Var	Default	What it does
AICODEBOX_API_MODE	0	Boot the HTTP API server (foreground)
AICODEBOX_TELEGRAM_MODE	0	Boot the Telegram bot (foreground)
AICODEBOX_CRON_MODE	0	Boot the cron scheduler (foreground; runs in-thread if telegram is also on)
AICODEBOX_MCP_MODE	0	Expose the MCP server — mounted at /mcp in API mode, or as a sidecar elsewhere

API mode config

Var	Default	What it does
AICODEBOX_API_MODE_PORT	8080	Port the API server binds to
AICODEBOX_API_MODE_TOKEN	empty	Bearer token for the API surface. Empty = no auth

Telegram mode config

Var	Default	What it does
AICODEBOX_TELEGRAM_MODE_TOKEN	—	Bot token from @BotFather
AICODEBOX_TELEGRAM_MODE_CONFIG	$HOME/.aicodebox/telegram.yml	Path to the telegram config yaml
AICODEBOX_TELEGRAM_MODE_OVERRIDES	$HOME/.aicodebox/telegram_overrides.json	Per-chat override store (model/effort/system prompts)

Cron mode config

Var	Default	What it does
AICODEBOX_CRON_MODE_FILE	—	Path to the cron yaml
AICODEBOX_CRON_MODE_HISTORY_DIR	$HOME/.aicodebox/cron/history	Where each run writes meta.json, stdout.log, stderr.log, result.txt

MCP mode config

Var	Default	What it does
AICODEBOX_MCP_MODE_PORT	8081	Port the sidecar MCP server binds to (ignored when MCP is mounted inside API)
AICODEBOX_MCP_MODE_TOKEN	empty	Bearer token for MCP. Empty = no auth.
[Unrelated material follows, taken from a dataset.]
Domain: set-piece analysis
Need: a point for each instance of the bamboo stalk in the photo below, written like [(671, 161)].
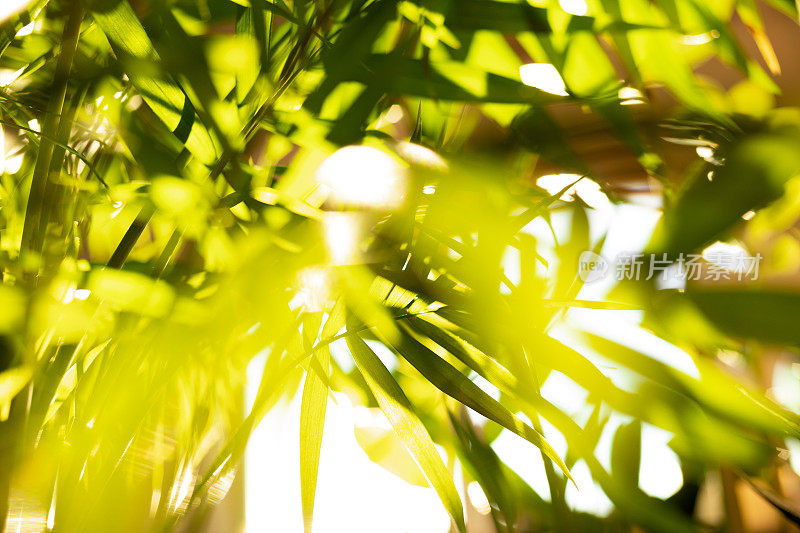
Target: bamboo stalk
[(32, 232)]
No fallback to API_MODE_TOKEN

Child image recipe

Minimal adapter that wires up an npm-shipped agent:

FROM psyb0t/aicodebox:latest

# Your agent — pin the version.
ARG AGENT_VERSION=0.74.0
RUN npm install -g @your-org/your-agent@${AGENT_VERSION}

# Your adapter package — implements aicodebox.adapters.base.AgentAdapter.
COPY your_adapter /opt/your_adapter
RUN pip3 install --no-cache-dir --break-system-packages /opt/your_adapter

ENV AICODEBOX_ADAPTER=your_adapter.adapter:YourAdapter \
    AICODEBOX_AGENT_BINARY=your-agent

Boot it:

docker run --rm -p 8080:8080 \
  -e AICODEBOX_API_MODE=1 \
  -e AICODEBOX_API_MODE_TOKEN=$(openssl rand -hex 16) \
  -v "$PWD/workspace:/workspace" \
  your/child-image:latest

A reference child image lives at psyb0t/pibox — wraps pi-coding-agent and uses this base verbatim.

Development

make help            # list targets
make build           # docker build .
make test            # python unit tests (94 cases — adapter contract, modes, helpers)
make test-unit       # same as test
make lint            # flake8 + pyright
make format          # isort + black
make clean           # nuke caches + the built image

Tests run in-process — no docker required. The suite stubs out the adapter via AICODEBOX_ADAPTER=aicodebox.tests.conftest:_StubAdapter so the modes can be exercised without a real agent on disk.

For integration testing with a real agent + real Telegram chat, see the e2e harness in the pibox repo — it uses psyb0t/telethon-plus as a userbot driver.

License

WTFPL — see LICENSE. Do what the fuck you want.